As with any other part of your paper, the quality and impact of your appendix will depend on how you construct it. Use good writing practice when creating the appendix and we guarantee that it will be worth including.

Where does the appendix go in APA 7?

The appendix follows the reference list. If you have more than one appendix, call the first one Appendix A, the second Appendix B, and so on. The appendices should be listed in the order in which they occur in your essay. Include a title for each appendix.

In the Reference list, include the name of the appendix next to the reference. Use the same style as for normal references except that there is no need to include page numbers because the appendix is included in most cases to highlight important issues that might not be apparent from just reading the main text. An example of an appendix reference would be: McTaggart, M.M., & Campbell, L.H. (2005). The evolution of human vision. Cambridge: Cambridge University Press. Appendices can also be cited in the text if necessary. For example, if you were discussing visual perception in animals other than humans, you could include this information by writing "McTaggart et al. show that vision was evolved in humans rather than primates because it is more sensitive at near distances."

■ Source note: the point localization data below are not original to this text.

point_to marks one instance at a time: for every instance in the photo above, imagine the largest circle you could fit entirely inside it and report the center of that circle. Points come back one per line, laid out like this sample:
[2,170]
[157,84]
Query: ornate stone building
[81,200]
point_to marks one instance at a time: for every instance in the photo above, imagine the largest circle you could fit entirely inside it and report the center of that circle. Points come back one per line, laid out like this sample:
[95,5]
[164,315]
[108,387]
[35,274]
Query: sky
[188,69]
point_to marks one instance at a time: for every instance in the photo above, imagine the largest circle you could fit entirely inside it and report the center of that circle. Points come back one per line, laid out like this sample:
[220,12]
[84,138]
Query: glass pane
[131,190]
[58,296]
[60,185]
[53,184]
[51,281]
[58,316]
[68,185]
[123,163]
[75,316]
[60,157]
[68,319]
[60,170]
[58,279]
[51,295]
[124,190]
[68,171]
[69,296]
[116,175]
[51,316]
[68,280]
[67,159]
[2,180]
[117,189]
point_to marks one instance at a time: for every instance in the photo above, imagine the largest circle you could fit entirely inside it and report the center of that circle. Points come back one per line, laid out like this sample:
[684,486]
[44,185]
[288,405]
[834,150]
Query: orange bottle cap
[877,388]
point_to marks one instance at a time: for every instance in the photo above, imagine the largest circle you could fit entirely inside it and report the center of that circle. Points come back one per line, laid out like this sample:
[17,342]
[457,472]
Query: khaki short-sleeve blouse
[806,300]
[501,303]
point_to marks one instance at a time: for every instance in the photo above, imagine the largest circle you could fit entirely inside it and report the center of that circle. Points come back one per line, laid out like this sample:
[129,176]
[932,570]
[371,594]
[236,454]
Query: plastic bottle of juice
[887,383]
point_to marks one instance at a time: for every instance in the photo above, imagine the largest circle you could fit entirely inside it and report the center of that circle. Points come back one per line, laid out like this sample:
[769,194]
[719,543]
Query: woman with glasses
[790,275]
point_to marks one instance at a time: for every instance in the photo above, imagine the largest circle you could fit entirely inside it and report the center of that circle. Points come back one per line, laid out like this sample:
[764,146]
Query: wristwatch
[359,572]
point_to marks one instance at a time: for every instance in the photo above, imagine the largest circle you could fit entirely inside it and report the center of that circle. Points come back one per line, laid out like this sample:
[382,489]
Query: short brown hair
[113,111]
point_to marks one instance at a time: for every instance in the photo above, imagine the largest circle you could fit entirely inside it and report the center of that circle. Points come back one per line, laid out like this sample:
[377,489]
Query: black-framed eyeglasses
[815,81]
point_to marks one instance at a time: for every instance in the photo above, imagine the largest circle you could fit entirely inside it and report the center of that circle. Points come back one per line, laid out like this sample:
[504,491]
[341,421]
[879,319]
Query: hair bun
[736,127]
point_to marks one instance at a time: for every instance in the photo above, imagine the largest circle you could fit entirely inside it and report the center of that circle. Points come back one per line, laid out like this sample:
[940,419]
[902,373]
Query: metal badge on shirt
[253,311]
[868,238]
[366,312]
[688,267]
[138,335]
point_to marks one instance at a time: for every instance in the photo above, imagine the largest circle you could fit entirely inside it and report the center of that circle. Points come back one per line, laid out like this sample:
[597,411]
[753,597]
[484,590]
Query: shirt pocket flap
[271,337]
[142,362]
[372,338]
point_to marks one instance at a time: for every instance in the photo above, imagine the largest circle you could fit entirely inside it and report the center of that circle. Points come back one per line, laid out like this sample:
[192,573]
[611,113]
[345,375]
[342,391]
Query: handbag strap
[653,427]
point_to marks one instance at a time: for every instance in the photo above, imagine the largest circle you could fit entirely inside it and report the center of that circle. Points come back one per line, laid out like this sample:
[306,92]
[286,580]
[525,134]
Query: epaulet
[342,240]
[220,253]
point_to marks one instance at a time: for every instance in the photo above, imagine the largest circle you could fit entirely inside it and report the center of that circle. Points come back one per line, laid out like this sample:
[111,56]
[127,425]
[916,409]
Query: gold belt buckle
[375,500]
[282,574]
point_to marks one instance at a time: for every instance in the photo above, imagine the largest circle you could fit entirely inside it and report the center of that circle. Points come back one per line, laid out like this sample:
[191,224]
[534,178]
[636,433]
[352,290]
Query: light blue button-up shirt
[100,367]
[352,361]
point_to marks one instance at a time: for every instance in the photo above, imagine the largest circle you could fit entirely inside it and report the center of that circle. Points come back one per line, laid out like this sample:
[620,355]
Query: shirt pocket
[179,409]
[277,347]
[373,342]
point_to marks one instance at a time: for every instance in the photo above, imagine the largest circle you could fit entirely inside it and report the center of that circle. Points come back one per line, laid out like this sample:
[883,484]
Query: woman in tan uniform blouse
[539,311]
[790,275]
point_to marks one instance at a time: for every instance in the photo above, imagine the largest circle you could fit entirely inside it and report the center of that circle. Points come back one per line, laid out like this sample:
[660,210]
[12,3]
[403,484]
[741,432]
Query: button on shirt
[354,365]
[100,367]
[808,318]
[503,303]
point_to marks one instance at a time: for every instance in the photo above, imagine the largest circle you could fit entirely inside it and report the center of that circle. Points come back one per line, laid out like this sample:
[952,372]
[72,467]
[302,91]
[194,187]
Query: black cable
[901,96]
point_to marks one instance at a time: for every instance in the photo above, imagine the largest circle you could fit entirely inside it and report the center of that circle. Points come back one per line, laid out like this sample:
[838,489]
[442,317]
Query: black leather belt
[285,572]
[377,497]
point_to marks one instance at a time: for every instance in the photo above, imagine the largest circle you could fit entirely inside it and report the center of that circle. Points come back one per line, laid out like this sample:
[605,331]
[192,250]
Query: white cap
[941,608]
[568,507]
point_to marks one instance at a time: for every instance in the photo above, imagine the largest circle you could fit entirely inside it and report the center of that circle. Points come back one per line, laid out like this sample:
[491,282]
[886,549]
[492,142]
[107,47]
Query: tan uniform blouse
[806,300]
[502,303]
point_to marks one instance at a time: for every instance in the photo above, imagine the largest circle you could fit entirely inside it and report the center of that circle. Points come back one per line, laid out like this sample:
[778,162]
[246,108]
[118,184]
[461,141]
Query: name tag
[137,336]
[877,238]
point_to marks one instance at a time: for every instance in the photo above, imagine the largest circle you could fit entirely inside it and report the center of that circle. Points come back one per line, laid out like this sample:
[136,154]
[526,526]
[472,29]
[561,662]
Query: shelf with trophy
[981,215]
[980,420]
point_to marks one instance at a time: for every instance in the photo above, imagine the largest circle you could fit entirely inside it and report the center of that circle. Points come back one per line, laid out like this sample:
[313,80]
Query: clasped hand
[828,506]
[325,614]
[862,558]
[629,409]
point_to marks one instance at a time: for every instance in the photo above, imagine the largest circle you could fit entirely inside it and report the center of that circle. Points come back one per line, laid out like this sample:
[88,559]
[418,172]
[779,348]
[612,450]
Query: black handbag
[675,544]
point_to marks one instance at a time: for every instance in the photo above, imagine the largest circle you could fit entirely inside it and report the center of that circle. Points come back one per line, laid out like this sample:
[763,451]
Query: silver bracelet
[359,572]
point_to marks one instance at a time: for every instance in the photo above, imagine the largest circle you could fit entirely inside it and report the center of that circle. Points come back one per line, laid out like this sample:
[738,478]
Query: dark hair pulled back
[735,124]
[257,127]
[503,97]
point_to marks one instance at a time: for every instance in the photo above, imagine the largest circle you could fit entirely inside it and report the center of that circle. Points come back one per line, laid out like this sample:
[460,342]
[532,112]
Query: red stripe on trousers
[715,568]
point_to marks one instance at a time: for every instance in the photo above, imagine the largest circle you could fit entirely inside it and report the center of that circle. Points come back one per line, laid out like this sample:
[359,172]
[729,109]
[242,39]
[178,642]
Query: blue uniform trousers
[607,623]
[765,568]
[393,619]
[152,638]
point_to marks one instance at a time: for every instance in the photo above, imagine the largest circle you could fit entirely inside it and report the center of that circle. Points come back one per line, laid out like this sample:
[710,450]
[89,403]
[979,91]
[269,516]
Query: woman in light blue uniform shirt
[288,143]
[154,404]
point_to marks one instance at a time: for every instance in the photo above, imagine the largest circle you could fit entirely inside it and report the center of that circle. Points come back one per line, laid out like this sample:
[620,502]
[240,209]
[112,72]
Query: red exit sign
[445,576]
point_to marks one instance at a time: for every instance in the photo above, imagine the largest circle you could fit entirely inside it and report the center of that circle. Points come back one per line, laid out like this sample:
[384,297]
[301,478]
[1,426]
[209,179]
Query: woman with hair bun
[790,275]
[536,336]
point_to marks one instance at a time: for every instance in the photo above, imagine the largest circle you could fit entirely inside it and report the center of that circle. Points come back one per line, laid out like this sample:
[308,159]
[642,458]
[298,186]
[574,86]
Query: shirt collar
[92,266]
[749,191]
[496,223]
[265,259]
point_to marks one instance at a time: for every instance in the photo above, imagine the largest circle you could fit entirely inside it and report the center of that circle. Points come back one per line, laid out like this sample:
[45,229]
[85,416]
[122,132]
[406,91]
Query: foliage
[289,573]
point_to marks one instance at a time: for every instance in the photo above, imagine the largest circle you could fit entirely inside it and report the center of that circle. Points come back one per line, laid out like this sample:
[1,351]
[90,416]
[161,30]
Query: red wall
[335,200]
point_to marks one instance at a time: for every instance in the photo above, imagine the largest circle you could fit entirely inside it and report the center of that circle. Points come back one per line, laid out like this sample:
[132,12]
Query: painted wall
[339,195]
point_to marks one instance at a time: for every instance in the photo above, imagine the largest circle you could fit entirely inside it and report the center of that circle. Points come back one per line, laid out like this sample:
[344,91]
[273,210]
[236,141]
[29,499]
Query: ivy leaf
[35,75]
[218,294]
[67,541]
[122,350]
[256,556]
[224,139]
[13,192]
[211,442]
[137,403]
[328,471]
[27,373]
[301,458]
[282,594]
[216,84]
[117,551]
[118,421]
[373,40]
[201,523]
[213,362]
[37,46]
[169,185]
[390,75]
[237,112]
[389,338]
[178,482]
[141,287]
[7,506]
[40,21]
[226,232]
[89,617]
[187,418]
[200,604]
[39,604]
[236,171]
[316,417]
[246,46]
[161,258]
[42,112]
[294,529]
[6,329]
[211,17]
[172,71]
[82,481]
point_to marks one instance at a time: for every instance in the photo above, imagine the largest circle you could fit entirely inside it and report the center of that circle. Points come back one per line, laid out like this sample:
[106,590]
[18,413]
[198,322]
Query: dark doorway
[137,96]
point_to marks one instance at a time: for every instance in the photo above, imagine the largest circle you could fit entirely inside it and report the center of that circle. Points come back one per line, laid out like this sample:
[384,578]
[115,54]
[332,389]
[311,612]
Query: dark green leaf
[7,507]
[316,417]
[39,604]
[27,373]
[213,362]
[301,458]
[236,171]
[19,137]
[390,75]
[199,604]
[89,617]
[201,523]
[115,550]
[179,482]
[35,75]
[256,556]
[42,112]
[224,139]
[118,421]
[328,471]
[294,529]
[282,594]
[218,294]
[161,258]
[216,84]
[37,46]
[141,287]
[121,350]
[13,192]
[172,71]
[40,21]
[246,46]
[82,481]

Appendix materials are different from standard citations in that they are not used to give credit to another author's work but instead provide additional information about your own material. Therefore, they do not follow any specific format and can be included in any amount or order.

What is an appendix in academic writing?

An appendix comprises supplemental material that is not required reading but may be useful in giving a more thorough knowledge of the study subject and/or information that is too lengthy to include in the body of the article. For example, an author might include background information on a topic presented in the article. This would be included in the appendix.

Appendix materials should be separate from the main text of the article for ease of use by the reader. Readers are likely to skip over large blocks of text, so it is important that only essential material is included in the main body of the paper.

The word "appendix" comes from the Latin word appendiculus, meaning "little added on". In academic writing, this additional material is called an appendage.

In science articles, an appendix is often used to provide additional details about the research performed or discussed in the article. This could include experimental methods, statistical analyses, or other sections that would help readers understand the study better. Authors should not add material to an appendix if it does not contribute significantly to the overall understanding of the study subject.

About Article Author

Roger Lyons

Roger Lyons is a writer and editor. He has a degree in English Literature from Boston College, and enjoys reading, grammar, and comma rules. His favorite topics are writing prompts, deep analysis of literature, and the golden rules of writing.